#BathKidsLitFest Day 7: Are we obliged to write good role models?

If you’re not sure what to read next it’s always good to go on someone else’s recommendation, and who better to suggest a great read than Gill McLay, artistic co-director of The Telegraph Bath Children’s FestivalBath Picks, the initiative that she and John McLay, co-director (and husband) launched this year celebrates authors whose voices just have to be heard.

And so we have Sarah Crossan, Virginia Bergin and Sarah Benwell in conversation on stage at the Mission Theatre.  We get a reading from the novels showcased, Crossan’s One, Bergin’s The Storm, the sequel to The Rain, and Benwell’s The Last Leaves Falling, and a lively discussion about the themes that emerge from these three compellingly original Young Adult books.

'Apple and Rain' cover

One is Crossan’s fifth novel.  Like her prize-winning book The Weight of Water, it’s written in free verse.  It’s the story of conjoined twins, Grace and Tippi, who have been taught at home for most of their lives.  But that’s all about to change. The world intrudes when they go to school and have to come to terms with a whole host of issues – love, separation, identity and the usual stuff that teenagers go through.

Crossan wrote 30,000 words in prose before realizing that Grace’s voice came through so much stronger when written in verse.  Hours of research in the British Library and lengthy conversations with the leading surgeon who operates on conjoined twins have resulted in a remarkable story that twists and turns, dancing the fine line between tragedy and comedy.

The Last Leaves Falling

Bergin confesses that Ruby, the fifteen-year-old heroine of her sequel took over the whole story whether she wanted her to or not.  “Ruby just rocked up,” she says.  “I had no idea that she was there.  But her voice started and then she would just not shut up!” Bergin’s inspiration for her two related novels came from New Scientist magazine (“a great place for ideas”).  It’s a ‘what if…?’ scenario.  The ‘what if’ being how would the world look after water becomes toxic and global apocalypse ensues.  This brings a whole host of problems for Ruby, not least the prospect of having access to her favourite cosmetics seriously compromised.

The Storm

Benwell’s debut novel is set in Japan, a country where the suicide rate for teenagers is at epidemic levels.  Sora is suffering from ALS, a progressive neurodegenerative disease.

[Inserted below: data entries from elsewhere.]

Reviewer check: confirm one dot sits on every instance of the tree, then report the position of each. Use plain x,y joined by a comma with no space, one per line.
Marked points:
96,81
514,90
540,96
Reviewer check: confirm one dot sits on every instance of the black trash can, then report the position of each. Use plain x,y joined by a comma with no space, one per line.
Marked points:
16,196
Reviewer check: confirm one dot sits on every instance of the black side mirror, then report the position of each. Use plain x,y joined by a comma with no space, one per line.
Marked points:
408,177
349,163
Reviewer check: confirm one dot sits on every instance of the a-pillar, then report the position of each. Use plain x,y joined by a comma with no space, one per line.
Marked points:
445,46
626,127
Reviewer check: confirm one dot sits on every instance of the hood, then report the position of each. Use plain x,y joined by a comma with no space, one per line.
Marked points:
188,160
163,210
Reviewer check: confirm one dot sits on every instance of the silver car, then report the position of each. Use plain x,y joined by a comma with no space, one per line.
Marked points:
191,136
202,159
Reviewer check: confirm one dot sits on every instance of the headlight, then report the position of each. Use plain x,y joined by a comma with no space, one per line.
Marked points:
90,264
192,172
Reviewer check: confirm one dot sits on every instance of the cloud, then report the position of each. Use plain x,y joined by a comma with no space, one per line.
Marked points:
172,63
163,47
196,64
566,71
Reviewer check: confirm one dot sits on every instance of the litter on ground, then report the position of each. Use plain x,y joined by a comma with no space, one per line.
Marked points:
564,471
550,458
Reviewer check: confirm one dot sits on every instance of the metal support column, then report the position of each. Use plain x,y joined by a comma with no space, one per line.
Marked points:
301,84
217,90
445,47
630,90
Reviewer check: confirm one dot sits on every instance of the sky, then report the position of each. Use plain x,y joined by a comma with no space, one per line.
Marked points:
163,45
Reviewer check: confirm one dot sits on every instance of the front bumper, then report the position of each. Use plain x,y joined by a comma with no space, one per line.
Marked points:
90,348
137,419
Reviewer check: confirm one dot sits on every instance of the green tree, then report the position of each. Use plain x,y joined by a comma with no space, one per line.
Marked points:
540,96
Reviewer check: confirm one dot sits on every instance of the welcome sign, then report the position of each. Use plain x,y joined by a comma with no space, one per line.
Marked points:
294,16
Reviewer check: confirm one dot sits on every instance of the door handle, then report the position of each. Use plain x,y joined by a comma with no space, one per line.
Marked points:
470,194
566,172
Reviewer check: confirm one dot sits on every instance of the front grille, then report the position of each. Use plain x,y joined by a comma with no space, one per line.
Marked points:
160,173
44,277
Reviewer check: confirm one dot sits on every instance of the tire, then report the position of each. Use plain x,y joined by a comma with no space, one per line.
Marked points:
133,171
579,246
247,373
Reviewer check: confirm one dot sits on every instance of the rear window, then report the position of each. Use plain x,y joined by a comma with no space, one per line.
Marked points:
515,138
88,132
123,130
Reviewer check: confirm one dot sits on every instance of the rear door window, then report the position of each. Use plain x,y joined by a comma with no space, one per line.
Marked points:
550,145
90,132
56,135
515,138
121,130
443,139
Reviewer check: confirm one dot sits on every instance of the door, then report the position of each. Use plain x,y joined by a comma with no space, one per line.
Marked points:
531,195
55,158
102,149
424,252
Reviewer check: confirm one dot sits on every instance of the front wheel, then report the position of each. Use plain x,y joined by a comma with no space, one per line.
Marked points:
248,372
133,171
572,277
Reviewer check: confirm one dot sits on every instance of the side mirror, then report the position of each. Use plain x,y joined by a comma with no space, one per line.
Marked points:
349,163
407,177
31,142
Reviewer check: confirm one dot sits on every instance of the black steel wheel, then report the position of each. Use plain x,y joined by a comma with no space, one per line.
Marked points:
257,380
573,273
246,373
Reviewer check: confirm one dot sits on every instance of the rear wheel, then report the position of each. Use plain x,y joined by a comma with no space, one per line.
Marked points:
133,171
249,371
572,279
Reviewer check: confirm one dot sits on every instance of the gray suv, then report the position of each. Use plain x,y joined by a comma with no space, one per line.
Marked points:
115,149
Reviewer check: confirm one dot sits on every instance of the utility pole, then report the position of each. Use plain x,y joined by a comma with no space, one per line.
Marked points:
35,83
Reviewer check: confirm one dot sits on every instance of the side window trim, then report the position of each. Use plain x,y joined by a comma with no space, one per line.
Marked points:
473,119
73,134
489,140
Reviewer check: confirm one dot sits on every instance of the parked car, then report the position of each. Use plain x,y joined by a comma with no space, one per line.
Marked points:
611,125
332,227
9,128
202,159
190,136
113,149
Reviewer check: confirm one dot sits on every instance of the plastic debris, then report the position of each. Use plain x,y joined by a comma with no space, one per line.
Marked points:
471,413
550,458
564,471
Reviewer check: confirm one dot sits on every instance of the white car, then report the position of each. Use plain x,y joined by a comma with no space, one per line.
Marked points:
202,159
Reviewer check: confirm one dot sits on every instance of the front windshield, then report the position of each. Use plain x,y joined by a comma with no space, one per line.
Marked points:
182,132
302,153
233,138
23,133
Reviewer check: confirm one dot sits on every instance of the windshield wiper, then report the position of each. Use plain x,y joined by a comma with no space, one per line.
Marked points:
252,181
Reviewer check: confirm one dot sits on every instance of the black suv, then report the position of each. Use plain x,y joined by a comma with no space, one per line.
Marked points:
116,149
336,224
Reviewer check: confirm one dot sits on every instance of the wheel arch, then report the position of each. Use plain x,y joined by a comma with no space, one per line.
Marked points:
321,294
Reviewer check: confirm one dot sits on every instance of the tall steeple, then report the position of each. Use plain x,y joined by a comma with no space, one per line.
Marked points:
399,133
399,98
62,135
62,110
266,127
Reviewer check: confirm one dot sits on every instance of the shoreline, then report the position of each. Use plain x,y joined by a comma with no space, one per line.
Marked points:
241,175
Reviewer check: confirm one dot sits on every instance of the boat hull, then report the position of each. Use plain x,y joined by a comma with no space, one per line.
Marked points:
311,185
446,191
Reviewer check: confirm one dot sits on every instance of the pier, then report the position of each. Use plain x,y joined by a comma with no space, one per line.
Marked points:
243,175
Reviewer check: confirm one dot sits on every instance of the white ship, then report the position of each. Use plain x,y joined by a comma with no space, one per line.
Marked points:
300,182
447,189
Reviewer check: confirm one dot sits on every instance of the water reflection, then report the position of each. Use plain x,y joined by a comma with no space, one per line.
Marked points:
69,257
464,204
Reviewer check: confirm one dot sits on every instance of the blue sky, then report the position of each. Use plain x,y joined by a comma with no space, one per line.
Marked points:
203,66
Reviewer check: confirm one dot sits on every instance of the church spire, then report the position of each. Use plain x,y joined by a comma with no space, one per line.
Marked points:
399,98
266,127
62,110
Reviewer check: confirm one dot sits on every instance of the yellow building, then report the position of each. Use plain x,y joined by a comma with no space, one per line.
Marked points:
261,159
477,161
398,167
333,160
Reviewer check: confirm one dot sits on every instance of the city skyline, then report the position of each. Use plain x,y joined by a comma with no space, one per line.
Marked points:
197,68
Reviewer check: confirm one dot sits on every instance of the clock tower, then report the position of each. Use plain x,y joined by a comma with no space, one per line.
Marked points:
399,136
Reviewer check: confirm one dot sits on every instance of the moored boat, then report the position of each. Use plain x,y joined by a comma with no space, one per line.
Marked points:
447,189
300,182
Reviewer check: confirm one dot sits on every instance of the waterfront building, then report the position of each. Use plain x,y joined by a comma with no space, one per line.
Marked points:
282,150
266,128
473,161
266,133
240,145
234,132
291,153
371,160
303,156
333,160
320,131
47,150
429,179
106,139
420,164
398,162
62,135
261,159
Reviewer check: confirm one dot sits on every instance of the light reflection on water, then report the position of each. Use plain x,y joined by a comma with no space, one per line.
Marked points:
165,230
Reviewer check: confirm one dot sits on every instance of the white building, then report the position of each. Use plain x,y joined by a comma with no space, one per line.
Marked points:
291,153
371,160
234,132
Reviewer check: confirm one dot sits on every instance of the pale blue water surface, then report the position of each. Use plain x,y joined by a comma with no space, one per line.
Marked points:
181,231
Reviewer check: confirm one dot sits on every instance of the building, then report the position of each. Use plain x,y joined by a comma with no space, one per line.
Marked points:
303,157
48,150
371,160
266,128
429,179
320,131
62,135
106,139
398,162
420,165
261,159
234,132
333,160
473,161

He’s lost the use of his legs and he can’t go to school any more.  Increasingly, his thoughts turn on whether in the spirit of the legendary Japanese samurai warriors the time has come to choose how, and when, to die. It’s a pretty bleak premise, but with Benwell’s careful handling and beautiful writing, Sora’s story has moments of great hope and testifies to the enduring power of friendship.

“Are we obliged to write good role models?” Bergin wonders. “The most important think is that your character should make you think” McLay offers.  Grace, Ruby and Sora certainly do that, and more.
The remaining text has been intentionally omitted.